Hi everyone,
Just trying to make things more simplified for the fresh learners here to what Balaji and Alva Roramajo tried to explain earlier to this query. To those who aren’t aware of the fancy term called “internal covariate shift”, let me explain it for you.
So, from where this term came out actually? When we apply batch normalization as a feature, which is added between the layers of the neural network, it continuously takes the output from the previous layer and normalizes it before sending to the next layer, Right!
![batchnorm2_pic](https://global.discourse-cdn.com/dlai/original/3X/f/b/fb0384f4ad07cfcd4b6bc48055b2ae3dfd85ebf9.png)
A phenomena called internal covariate shift happens, whenever there is a change in the input distributions to the network. So, when this input distribution changes, hidden layers try to learn to adapt to the new distribution. This actually slows down the training process and kills much of the time, which we are always worried off while training the model ![:slight_smile: :slight_smile:](https://emoji.discourse-cdn.com/google/slight_smile.png?v=12)
In order to maintain the similar distribution of the data, we use batch normalization technique to normalize the outputs using mean=0, std=1. Using this technique, the model is trained faster and the accuracy too increases as compared to the model where we don’t use batchnorm.
In practice, we add batchnorm after the activation functions of the output layer or before the activation functions of the input layer.
Now, what N varma has tried to ask, during this whole process, does batchnorm impact the derivatives too?
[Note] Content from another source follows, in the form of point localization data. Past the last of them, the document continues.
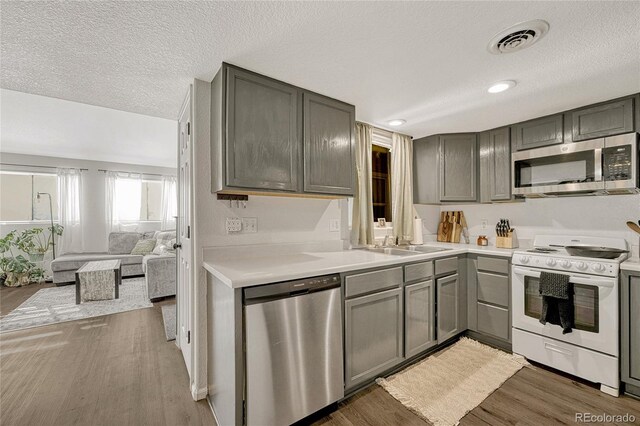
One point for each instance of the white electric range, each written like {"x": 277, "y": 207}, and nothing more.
{"x": 591, "y": 350}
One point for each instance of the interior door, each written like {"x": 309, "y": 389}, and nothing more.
{"x": 184, "y": 252}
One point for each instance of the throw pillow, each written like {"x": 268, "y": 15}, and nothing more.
{"x": 144, "y": 247}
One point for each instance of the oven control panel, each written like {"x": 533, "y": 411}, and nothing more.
{"x": 581, "y": 265}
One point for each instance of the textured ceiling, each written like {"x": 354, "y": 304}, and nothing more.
{"x": 425, "y": 62}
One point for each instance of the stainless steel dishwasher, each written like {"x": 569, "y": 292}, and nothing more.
{"x": 293, "y": 358}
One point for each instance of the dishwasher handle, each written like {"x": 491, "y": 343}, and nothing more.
{"x": 268, "y": 292}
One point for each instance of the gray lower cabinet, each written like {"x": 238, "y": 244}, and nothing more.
{"x": 539, "y": 132}
{"x": 597, "y": 121}
{"x": 458, "y": 167}
{"x": 373, "y": 335}
{"x": 495, "y": 165}
{"x": 448, "y": 312}
{"x": 329, "y": 143}
{"x": 630, "y": 330}
{"x": 419, "y": 317}
{"x": 489, "y": 294}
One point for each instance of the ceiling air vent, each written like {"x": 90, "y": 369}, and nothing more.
{"x": 518, "y": 37}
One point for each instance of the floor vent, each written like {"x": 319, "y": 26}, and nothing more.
{"x": 518, "y": 37}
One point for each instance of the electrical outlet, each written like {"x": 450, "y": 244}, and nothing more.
{"x": 250, "y": 225}
{"x": 233, "y": 224}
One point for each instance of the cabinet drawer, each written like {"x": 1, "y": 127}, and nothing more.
{"x": 493, "y": 289}
{"x": 492, "y": 264}
{"x": 493, "y": 320}
{"x": 418, "y": 271}
{"x": 447, "y": 266}
{"x": 373, "y": 281}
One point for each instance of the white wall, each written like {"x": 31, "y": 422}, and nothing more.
{"x": 93, "y": 195}
{"x": 55, "y": 127}
{"x": 589, "y": 215}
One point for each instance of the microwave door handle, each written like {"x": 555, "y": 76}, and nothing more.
{"x": 574, "y": 279}
{"x": 597, "y": 164}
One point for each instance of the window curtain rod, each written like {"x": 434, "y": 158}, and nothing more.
{"x": 134, "y": 173}
{"x": 42, "y": 167}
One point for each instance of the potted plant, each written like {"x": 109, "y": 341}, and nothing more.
{"x": 17, "y": 270}
{"x": 35, "y": 243}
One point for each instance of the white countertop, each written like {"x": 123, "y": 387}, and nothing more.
{"x": 244, "y": 266}
{"x": 631, "y": 265}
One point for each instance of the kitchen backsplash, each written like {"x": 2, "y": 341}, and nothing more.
{"x": 591, "y": 215}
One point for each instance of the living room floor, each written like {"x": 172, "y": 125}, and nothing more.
{"x": 115, "y": 369}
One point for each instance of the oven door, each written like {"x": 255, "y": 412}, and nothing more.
{"x": 595, "y": 310}
{"x": 567, "y": 168}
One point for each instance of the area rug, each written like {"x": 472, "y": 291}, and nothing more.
{"x": 169, "y": 319}
{"x": 58, "y": 304}
{"x": 447, "y": 385}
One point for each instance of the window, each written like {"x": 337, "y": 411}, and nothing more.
{"x": 18, "y": 196}
{"x": 381, "y": 182}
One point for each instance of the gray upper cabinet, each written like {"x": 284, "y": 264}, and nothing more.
{"x": 458, "y": 167}
{"x": 419, "y": 317}
{"x": 425, "y": 170}
{"x": 262, "y": 132}
{"x": 608, "y": 119}
{"x": 495, "y": 165}
{"x": 539, "y": 132}
{"x": 269, "y": 136}
{"x": 373, "y": 335}
{"x": 329, "y": 142}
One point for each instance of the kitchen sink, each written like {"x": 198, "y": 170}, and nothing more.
{"x": 392, "y": 251}
{"x": 425, "y": 249}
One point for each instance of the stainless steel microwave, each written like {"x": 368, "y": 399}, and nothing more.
{"x": 598, "y": 166}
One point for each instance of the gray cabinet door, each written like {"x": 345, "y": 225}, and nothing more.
{"x": 458, "y": 167}
{"x": 329, "y": 145}
{"x": 419, "y": 318}
{"x": 539, "y": 132}
{"x": 500, "y": 164}
{"x": 262, "y": 132}
{"x": 447, "y": 300}
{"x": 602, "y": 120}
{"x": 425, "y": 171}
{"x": 373, "y": 335}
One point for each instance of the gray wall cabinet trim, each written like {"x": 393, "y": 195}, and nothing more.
{"x": 262, "y": 132}
{"x": 329, "y": 145}
{"x": 602, "y": 120}
{"x": 419, "y": 317}
{"x": 374, "y": 338}
{"x": 448, "y": 316}
{"x": 373, "y": 281}
{"x": 458, "y": 167}
{"x": 630, "y": 328}
{"x": 539, "y": 132}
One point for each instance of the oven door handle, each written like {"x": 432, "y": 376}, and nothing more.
{"x": 600, "y": 282}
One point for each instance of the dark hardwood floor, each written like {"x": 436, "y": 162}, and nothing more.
{"x": 119, "y": 370}
{"x": 111, "y": 370}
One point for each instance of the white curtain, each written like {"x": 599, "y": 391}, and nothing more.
{"x": 402, "y": 187}
{"x": 362, "y": 223}
{"x": 70, "y": 211}
{"x": 123, "y": 198}
{"x": 169, "y": 203}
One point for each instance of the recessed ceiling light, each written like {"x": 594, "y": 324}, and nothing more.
{"x": 501, "y": 86}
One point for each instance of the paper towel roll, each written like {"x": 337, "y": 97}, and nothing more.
{"x": 417, "y": 232}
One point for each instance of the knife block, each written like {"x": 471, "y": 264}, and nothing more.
{"x": 510, "y": 241}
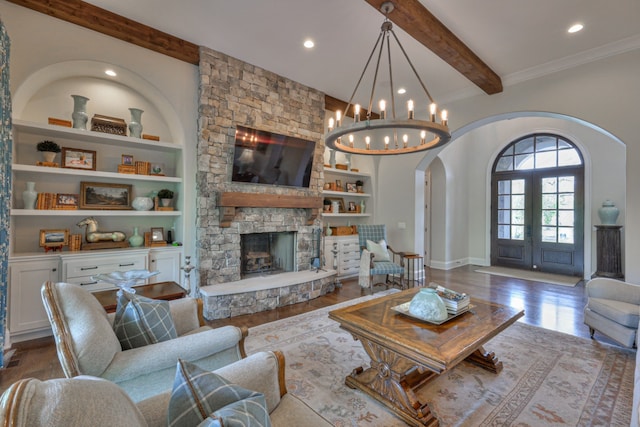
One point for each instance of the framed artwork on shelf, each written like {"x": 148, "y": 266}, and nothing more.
{"x": 66, "y": 201}
{"x": 100, "y": 195}
{"x": 127, "y": 159}
{"x": 157, "y": 234}
{"x": 75, "y": 158}
{"x": 340, "y": 201}
{"x": 54, "y": 238}
{"x": 157, "y": 169}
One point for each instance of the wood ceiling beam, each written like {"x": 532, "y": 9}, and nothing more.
{"x": 419, "y": 23}
{"x": 111, "y": 24}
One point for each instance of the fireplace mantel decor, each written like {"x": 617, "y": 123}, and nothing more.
{"x": 229, "y": 201}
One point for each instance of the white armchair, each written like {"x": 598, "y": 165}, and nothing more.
{"x": 87, "y": 344}
{"x": 613, "y": 309}
{"x": 87, "y": 401}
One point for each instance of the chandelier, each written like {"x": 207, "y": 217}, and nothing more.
{"x": 400, "y": 135}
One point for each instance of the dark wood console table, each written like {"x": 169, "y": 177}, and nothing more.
{"x": 609, "y": 251}
{"x": 163, "y": 290}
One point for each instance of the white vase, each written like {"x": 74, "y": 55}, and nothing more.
{"x": 135, "y": 125}
{"x": 30, "y": 195}
{"x": 142, "y": 203}
{"x": 79, "y": 114}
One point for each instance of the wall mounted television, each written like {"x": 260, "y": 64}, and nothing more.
{"x": 268, "y": 158}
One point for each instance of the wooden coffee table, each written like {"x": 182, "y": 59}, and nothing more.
{"x": 406, "y": 353}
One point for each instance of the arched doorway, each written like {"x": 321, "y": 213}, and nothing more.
{"x": 537, "y": 205}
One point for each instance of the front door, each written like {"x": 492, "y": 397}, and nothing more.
{"x": 538, "y": 214}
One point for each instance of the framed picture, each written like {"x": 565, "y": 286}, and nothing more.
{"x": 340, "y": 201}
{"x": 157, "y": 234}
{"x": 67, "y": 201}
{"x": 127, "y": 159}
{"x": 75, "y": 158}
{"x": 100, "y": 195}
{"x": 157, "y": 169}
{"x": 54, "y": 238}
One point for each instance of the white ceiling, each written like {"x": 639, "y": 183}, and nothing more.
{"x": 518, "y": 39}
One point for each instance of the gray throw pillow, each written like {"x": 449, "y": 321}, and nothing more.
{"x": 141, "y": 321}
{"x": 204, "y": 398}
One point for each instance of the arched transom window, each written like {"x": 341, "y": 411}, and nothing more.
{"x": 538, "y": 151}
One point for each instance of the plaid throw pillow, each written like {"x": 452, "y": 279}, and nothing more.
{"x": 140, "y": 321}
{"x": 206, "y": 399}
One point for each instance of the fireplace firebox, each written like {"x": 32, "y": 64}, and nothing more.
{"x": 267, "y": 253}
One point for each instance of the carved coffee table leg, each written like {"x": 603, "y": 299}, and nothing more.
{"x": 391, "y": 380}
{"x": 485, "y": 359}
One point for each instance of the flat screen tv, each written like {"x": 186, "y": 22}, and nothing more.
{"x": 268, "y": 158}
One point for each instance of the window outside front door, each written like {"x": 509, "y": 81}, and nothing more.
{"x": 538, "y": 206}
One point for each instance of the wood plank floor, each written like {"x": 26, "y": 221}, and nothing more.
{"x": 548, "y": 306}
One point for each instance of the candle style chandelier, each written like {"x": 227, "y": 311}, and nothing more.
{"x": 400, "y": 135}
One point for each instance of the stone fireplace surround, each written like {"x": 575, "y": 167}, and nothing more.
{"x": 234, "y": 92}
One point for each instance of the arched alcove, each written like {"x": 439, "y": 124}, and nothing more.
{"x": 46, "y": 93}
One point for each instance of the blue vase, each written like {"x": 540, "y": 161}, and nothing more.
{"x": 428, "y": 305}
{"x": 608, "y": 213}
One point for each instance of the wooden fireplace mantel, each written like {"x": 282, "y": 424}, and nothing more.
{"x": 229, "y": 201}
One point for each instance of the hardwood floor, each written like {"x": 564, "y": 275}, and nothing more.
{"x": 548, "y": 306}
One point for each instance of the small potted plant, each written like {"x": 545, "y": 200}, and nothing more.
{"x": 165, "y": 195}
{"x": 48, "y": 150}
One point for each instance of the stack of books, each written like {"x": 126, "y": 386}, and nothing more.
{"x": 456, "y": 302}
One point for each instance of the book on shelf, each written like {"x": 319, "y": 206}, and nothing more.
{"x": 456, "y": 302}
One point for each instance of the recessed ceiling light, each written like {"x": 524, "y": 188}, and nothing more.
{"x": 575, "y": 28}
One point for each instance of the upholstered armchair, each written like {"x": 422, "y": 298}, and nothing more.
{"x": 380, "y": 257}
{"x": 87, "y": 401}
{"x": 87, "y": 344}
{"x": 613, "y": 309}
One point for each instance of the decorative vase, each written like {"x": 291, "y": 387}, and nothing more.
{"x": 135, "y": 125}
{"x": 608, "y": 213}
{"x": 142, "y": 203}
{"x": 332, "y": 158}
{"x": 48, "y": 156}
{"x": 136, "y": 240}
{"x": 30, "y": 195}
{"x": 428, "y": 305}
{"x": 79, "y": 114}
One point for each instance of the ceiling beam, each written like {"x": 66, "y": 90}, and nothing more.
{"x": 419, "y": 23}
{"x": 111, "y": 24}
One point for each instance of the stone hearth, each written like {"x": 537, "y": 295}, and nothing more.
{"x": 265, "y": 293}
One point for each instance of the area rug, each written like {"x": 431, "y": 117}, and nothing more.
{"x": 536, "y": 276}
{"x": 549, "y": 378}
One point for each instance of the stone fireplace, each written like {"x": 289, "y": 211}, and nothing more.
{"x": 233, "y": 93}
{"x": 267, "y": 253}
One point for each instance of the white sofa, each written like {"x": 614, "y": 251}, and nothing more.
{"x": 90, "y": 401}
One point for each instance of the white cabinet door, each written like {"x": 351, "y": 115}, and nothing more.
{"x": 26, "y": 311}
{"x": 167, "y": 262}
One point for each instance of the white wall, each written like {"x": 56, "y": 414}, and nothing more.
{"x": 602, "y": 94}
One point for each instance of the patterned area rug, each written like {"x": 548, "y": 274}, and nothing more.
{"x": 549, "y": 378}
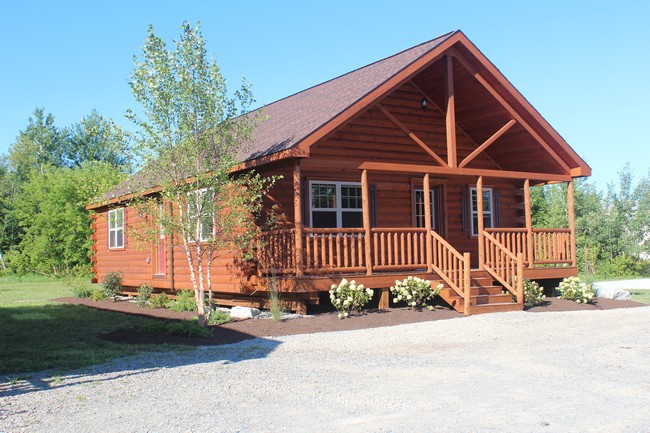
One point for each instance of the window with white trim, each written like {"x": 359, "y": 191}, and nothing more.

The back propagation step of batch normalization computes the derivatives of gamma(dgamma) and beta(dbeta). The gamma is used to scale the normalized value and the beta is used to shift then up or down, eliminating the need for bias).
The original paper doesn’t mention anything on how to learn them. But yes, the paper as mentioned by Alva Roramajo does say that it makes the optimization landscape significantly smoother without having any much impact on internal covariate shift.